Est-ce que ce livre s’adresse à moi ? Moi, homme blanc, petit-bourgeois, non engagé dans les luttes sociales, rationnel et raisonnable ou tentant de l’être ; moi qui n’ai pas eu des parents ouvriers, qui n’ai jamais vécu dans une cité, qui suit un “souchien” n’ayant pas à souffrir du racisme ? Il parait difficile de le croire mais en tout cas il m’a touché. Et d’une certaine manière, Houria Bouteldja, en glorifiant le particularisme et sa “race” opprimée, atteint à l’universel de la lutte des dominés pour plus de justice sociale.

Nous sentons tous confusément que notre vieux monde se meurt, lentement mais sûrement ; que si l’Occident n’a plus de colonies il détient un part du capital mondial telle qu’il capte à son profit l’essentiel des richesses produites ; que Gaïa est en train de réagir aux mauvais traitements que nous lui infligeons ; que le modèle consumériste et la logique d’accumulation qui le sous-tend sont à bout de souffle. La question est, pour paraphraser Lénine : “Que faire ?”

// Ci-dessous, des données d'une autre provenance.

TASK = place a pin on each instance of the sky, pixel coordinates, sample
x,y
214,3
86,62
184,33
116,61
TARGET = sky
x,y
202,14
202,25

Je n’ai pas de leçons à donner et m’en abstiendrai donc, mais je crois plus aux petits matins qu’aux grands soirs. Même si les seconds sont plus exaltants que les premiers.


  1. Dans l’espace musulman, les dhimmis sont les non-musulmans, Juifs, Chrétiens, Zoroastriens (pas sûr pour ceux-là…) auxquels est accordé un statut spécial. Ils sont tolérés et protégés par le calife ou le sultan, ils ont l’autorisation de pratiquer leurs cultes en contrepartie d’une taxe et, si mes souvenirs sont bons, de l’obligation du port d’un signe distinctif.

  2. Les anciens colonisateurs espagnols et portugais qui ont dominé et même exterminé les peuples indigènes d’Amérique sont devenus eux-mêmes colonisés et solidaires des luttes tiers-mondistes arabes, africaines et asiatiques.